Date of Report (Date of earliest event reported) September 12, 2011   (July 11, 2011)    
   
   
  11 GOOD ENERGY, INC.    
(Exact name of registrant as specified in its charter)  


 
 
Delaware


 

000-54132

26-0299315
 
(State or other jurisdiction
of incorporation
(Commission
File Number)
(IRS Employer
Identification No.)
 


 
 
4450 Belden Village Street N.W., Suite 800
Canton, OH
44718
 
(Address of principal executive offices)
(Zip Code)
 
   
Registrant's telephone number, including area code (303) 492-3835  
 
     
(Former name or former address, if changed since last report)
                             

Check the appropriate box below if the Form 8-K/A filing is intended to simultaneously satisfy the filing obligation of the registrant under any of the following provisions (see General Instruction A.2. below):

 

£ Written communications pursuant to Rule 425 under the Securities Act (17 CFR 230.425)

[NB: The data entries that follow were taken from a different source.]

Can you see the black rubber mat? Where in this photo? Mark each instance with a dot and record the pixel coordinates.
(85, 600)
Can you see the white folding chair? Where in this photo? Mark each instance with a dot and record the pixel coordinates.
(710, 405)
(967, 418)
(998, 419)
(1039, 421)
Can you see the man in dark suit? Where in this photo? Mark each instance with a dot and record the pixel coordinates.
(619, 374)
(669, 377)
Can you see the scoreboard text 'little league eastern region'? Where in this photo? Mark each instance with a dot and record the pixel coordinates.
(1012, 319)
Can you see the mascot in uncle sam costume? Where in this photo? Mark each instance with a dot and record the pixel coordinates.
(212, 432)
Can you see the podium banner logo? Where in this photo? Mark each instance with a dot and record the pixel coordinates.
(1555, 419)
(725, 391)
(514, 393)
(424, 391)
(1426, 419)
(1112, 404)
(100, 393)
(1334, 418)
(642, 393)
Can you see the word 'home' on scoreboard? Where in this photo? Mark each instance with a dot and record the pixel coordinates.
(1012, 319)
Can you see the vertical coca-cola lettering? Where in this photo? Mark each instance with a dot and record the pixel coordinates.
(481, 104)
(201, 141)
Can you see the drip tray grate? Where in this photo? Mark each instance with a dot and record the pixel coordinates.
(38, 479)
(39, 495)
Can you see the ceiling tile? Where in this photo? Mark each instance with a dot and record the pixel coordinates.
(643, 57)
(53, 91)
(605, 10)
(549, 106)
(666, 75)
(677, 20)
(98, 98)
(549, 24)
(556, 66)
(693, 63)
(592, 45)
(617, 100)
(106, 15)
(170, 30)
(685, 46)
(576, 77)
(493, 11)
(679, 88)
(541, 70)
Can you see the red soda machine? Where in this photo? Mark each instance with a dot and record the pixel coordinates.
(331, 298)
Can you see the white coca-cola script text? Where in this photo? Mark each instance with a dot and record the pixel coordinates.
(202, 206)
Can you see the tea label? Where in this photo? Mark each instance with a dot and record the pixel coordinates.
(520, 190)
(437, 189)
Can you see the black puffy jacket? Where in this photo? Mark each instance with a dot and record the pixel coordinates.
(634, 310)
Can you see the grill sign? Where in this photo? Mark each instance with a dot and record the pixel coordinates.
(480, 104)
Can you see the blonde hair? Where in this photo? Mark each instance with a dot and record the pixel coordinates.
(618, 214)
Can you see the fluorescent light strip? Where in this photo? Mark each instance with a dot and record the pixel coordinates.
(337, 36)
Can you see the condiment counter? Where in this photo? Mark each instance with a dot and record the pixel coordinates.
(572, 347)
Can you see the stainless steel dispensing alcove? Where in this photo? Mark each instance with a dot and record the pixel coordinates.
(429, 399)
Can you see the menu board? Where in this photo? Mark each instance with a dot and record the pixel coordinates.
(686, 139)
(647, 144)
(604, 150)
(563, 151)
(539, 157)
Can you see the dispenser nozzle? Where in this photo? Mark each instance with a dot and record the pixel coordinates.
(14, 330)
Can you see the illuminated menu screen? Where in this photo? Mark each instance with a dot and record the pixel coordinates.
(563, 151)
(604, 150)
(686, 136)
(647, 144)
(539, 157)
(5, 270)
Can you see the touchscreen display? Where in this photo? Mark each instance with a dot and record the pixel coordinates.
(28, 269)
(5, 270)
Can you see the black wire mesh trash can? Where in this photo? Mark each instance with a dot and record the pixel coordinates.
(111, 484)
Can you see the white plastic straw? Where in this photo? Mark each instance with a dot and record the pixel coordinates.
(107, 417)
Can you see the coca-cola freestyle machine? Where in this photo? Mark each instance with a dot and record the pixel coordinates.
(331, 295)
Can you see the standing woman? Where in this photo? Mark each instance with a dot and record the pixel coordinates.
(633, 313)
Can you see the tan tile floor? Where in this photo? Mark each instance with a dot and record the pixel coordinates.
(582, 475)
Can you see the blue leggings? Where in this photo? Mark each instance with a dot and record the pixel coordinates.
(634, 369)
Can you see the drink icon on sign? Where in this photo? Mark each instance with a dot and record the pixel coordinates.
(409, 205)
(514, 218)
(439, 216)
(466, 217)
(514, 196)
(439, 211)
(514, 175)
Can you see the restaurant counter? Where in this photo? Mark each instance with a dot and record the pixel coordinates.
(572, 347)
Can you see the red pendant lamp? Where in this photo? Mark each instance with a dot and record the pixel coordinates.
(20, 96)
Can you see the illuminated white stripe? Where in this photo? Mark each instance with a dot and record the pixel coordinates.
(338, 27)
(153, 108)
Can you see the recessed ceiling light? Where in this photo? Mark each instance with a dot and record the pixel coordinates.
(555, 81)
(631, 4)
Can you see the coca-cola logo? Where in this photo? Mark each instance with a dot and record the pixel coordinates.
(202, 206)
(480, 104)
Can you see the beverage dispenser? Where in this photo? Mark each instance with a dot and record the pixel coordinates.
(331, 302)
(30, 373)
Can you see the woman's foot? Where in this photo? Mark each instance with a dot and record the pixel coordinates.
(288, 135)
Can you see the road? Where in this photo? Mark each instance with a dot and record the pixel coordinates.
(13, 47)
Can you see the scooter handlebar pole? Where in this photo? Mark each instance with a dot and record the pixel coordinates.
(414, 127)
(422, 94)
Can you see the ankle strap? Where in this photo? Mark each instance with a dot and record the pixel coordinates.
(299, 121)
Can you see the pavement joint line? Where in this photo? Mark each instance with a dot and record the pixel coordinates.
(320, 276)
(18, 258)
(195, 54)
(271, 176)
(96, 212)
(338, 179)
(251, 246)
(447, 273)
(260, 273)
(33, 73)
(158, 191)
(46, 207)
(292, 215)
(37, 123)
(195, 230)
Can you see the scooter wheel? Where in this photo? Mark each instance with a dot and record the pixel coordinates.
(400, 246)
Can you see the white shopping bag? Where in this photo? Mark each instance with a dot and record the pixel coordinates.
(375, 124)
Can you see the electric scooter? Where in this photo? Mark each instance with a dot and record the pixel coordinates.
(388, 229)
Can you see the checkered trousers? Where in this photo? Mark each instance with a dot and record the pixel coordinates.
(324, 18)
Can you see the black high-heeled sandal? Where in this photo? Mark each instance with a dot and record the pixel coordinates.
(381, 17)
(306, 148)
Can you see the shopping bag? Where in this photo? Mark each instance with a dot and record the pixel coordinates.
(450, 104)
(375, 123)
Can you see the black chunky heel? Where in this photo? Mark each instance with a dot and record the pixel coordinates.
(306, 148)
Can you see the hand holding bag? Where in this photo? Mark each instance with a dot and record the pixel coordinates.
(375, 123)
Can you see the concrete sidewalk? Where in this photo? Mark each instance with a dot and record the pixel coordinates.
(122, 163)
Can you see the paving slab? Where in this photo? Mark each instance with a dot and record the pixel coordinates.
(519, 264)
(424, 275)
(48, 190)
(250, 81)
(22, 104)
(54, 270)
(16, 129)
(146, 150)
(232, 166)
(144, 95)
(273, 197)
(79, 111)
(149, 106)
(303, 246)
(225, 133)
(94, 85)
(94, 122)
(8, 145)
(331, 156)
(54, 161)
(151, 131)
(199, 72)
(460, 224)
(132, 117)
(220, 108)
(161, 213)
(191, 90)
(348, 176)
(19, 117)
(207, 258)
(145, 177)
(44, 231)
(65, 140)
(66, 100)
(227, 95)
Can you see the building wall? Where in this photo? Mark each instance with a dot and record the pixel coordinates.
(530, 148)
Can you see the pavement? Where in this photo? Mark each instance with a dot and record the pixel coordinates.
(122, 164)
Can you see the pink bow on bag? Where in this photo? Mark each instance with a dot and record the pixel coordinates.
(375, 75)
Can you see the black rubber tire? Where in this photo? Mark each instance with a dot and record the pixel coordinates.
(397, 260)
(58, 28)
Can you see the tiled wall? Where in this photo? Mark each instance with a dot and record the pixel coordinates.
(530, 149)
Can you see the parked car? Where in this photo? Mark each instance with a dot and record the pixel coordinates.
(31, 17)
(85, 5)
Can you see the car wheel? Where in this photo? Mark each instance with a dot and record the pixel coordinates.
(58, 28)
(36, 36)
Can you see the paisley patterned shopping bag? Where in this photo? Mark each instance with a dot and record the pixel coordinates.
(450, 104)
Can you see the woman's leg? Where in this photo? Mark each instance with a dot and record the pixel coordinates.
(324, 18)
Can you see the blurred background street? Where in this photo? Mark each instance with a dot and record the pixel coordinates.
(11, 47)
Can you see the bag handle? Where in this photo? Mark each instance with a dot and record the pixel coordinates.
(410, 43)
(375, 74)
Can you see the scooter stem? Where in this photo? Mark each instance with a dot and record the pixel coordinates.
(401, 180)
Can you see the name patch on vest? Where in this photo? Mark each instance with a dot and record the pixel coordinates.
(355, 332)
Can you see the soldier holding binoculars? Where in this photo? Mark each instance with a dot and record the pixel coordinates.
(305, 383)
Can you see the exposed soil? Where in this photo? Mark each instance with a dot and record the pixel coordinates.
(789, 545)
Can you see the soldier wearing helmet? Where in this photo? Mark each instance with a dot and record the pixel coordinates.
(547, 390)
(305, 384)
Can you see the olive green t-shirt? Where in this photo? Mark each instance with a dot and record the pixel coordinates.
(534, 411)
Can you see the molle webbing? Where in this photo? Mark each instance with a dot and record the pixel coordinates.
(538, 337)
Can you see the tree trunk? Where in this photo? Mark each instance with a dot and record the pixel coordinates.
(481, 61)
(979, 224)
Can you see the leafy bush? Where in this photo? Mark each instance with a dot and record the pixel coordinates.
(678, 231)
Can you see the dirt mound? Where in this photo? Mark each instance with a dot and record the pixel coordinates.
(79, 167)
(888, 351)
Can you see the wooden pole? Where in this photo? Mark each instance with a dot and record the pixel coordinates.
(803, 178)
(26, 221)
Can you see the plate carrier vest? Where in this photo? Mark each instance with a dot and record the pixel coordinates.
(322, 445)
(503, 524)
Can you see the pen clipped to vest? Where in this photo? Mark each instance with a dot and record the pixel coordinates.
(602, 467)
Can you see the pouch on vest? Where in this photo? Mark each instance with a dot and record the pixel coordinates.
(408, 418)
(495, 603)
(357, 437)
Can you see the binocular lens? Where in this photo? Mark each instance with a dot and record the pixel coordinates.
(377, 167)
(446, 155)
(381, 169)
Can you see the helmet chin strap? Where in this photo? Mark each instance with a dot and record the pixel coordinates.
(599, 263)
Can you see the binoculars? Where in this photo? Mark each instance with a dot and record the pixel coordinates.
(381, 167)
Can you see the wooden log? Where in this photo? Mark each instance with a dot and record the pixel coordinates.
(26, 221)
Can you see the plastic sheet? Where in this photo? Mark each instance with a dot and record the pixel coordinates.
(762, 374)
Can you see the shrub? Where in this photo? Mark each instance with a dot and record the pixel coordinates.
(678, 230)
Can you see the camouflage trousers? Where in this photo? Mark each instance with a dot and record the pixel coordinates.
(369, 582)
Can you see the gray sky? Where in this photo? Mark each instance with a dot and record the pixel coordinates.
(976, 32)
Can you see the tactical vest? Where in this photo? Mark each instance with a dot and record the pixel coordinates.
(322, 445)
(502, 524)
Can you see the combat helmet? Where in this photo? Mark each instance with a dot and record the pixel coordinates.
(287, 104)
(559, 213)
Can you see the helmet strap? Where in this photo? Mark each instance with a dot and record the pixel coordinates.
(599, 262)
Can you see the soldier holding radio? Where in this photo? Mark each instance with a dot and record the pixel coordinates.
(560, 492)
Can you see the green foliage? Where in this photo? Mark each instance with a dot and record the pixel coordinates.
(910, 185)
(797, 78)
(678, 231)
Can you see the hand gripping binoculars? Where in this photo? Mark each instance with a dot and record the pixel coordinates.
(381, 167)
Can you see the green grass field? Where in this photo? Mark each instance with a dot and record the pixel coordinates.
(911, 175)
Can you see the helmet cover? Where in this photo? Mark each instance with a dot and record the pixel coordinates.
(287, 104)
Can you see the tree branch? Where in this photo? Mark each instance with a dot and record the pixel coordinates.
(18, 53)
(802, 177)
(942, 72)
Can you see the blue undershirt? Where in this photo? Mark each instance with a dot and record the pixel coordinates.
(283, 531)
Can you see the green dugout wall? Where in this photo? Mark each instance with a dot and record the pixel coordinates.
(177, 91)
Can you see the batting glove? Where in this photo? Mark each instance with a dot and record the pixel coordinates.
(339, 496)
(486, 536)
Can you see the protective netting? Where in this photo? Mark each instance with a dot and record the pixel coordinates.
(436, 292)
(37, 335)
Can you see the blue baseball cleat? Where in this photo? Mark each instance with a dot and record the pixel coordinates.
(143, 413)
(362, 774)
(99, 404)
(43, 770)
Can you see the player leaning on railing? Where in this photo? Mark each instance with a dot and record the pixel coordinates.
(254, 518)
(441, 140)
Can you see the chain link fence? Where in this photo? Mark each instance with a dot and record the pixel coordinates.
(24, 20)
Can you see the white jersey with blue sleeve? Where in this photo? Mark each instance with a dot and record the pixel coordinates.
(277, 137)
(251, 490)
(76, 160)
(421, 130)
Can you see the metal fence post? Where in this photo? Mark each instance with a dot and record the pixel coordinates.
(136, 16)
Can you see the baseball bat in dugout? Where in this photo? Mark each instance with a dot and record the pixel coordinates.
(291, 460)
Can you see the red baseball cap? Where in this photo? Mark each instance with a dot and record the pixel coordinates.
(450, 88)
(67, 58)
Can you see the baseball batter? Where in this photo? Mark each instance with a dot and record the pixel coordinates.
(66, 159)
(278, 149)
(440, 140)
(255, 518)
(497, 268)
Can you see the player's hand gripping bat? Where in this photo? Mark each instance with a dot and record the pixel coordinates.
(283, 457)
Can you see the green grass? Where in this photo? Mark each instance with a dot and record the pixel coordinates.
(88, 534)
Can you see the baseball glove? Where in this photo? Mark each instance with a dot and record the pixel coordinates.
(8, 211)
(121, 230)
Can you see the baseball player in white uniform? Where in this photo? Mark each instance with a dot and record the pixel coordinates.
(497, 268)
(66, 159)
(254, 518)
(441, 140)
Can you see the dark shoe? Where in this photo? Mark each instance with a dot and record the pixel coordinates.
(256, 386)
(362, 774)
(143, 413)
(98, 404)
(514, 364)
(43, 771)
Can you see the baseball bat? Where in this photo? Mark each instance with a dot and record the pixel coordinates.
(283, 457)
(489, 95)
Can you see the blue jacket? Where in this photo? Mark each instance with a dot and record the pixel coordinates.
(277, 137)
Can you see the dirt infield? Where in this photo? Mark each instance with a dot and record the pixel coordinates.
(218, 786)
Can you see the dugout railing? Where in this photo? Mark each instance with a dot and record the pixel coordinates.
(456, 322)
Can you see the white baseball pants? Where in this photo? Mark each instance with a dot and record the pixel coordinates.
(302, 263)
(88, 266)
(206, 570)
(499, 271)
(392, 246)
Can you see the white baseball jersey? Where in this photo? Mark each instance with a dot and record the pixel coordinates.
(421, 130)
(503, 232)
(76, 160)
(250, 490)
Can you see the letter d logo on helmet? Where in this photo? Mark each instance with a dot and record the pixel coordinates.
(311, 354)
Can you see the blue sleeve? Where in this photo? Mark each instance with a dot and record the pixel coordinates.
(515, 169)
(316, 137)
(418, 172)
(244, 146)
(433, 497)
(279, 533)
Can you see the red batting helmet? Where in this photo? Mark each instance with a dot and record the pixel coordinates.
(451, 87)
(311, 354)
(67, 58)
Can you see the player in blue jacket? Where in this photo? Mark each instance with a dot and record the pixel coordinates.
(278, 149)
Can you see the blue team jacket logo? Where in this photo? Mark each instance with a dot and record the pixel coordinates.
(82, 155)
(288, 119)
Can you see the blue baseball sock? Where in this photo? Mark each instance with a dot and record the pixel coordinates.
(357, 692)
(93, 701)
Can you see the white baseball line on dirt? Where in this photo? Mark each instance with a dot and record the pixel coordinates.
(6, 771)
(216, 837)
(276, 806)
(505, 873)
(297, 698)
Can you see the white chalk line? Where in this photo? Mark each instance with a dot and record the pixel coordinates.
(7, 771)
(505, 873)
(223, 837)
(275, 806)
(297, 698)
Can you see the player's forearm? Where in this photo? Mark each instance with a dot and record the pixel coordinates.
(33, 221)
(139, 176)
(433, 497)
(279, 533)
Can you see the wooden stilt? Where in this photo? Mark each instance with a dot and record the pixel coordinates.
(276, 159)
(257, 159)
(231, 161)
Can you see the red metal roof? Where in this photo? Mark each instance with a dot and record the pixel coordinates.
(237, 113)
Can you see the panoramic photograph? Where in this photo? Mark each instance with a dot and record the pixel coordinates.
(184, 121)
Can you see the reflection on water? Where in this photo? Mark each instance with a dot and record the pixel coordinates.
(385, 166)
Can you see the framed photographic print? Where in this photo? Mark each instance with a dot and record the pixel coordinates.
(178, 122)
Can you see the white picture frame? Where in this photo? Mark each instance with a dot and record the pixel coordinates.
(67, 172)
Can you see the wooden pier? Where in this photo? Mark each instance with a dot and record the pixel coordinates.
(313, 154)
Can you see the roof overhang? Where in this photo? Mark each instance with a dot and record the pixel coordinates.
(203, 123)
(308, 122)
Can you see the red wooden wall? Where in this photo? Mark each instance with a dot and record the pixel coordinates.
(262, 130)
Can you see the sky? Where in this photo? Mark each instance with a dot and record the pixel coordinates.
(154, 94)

£ Soliciting material pursuant to Rule 14a-12 under the Exchange Act (17 CFR 240.14a-12)

£ Pre-commencement communications pursuant to Rule 14d-2(b) under the Exchange Act (17 CFR 240.14d-2(b)

£ Pre-commencement communications pursuant to Rule 13e-4(c) under the Exchange Act (17 CFR 240.13e-4(c))

 


Item 1.01. Entry Into Material Definitive Agreement

 

Kai Transaction

 

On July 11, 2011, the Company and its recently formed subsidiary, namely, 11 Good Energy Sciences, Inc. (hereinafter referred to as "Sciences") entered into a Stock Purchase Agreement (the "Agreement") to acquire 100% of the outstanding capital stock of KAI BioEnergy Corp. from the stockholders of KAI (collectively hereinafter referred to as the "Sellers"). Sciences agreed to pay to the Sellers and the Placement Agent, Oracle Capital LLC, the following:

 

·         $300,000 in cash paid to Sellers and $330,000 paid in cash to Oracle;

·         a 36% interest in Sciences paid to Sellers and a 4% interest in Sciences paid to Oracle;

·         reimburse Seller's legal fees up $53,000;

·         payment at closing of the liabilities of KAI based upon a closing balance sheet up to a maximum of $180,000, it being understood that any liabilities above $180,000 are at the sole and absolute discretion and written consent of Sciences; and

·         an Earn-Out of $3.3 million (the "Earn-Out") in the event KAI on or before November 11, 2013, subject to possible extension in the event of financing delays, is able to prove the viability of producing the aerial productivity equivalent of 3,000 gallons per acre, per year of oil from microalgae.

 

The closing condition of the Agreement is the funding of Sciences with at least $1.1 million by the Company on or before August 3, 2011. These funds would be utilized to meet Sciences' obligations which are specified above and the balance will be allocated primarily for research and development of KAI. The Agreement has a post closing condition that the Company will raise and contribute to the capital of Sciences at least $2.2 million in accordance with a schedule over a period of approximately two years. Such funding must timely occur to avoid any dilution (up to a maximum of two-thirds) in ownership interest of Sciences. In connection with the Agreement, the Company will enter into employment agreements as well as a non-compete, non-solicitation and non-disclosure agreement with the two stockholders of KAI. These agreements will be for a period of two years, subject to possible extension as provided in the agreements.

 

Extension of Agreement

 

To date, the Company has paid Kai an aggregate of $312,000 to extend the closing date to September 7, 2011. On September 9, 2011, Sciences and Sellers agreed to extend the closing date to September 14, 2011. All option payments are non-refundable, but shall be credited towards the $1.1 million closing condition referenced in the preceding paragraph.

 

Buy-Out Option

 

In the event that Sellers receive the Earn-Out, Sciences has the option to buy-out Seller's and Oracle's collective 40% Common Stock position at a cost of $13.2 million, payable in cash or under certain specified conditions in the Company's Common Stock. Sellers and Oracle have the right to refuse the Buy-Out on up to one-half of their position.

 

About KAI BioEnergy Corp.

 

Kai is a research and development company developing a platform series of technologies that enable efficient and integrated continuous microalgal processing. Focusing on the economics and development of an industrially scalable processing system, KAI has been working on developing a platform system that directly extracts oil from a water based algal-cultivation medium, ultimately separating the “oil-rich” lipids, biomass, and water medium. A biofuel company can then take these oil-rich lipids and use them to produce algal biofuels. KAI’s integrated continuous high flow system is expected to offer low capital costs, ultra-low operating costs with no additives or hazardous chemicals required, ultimately developing industrial scalability.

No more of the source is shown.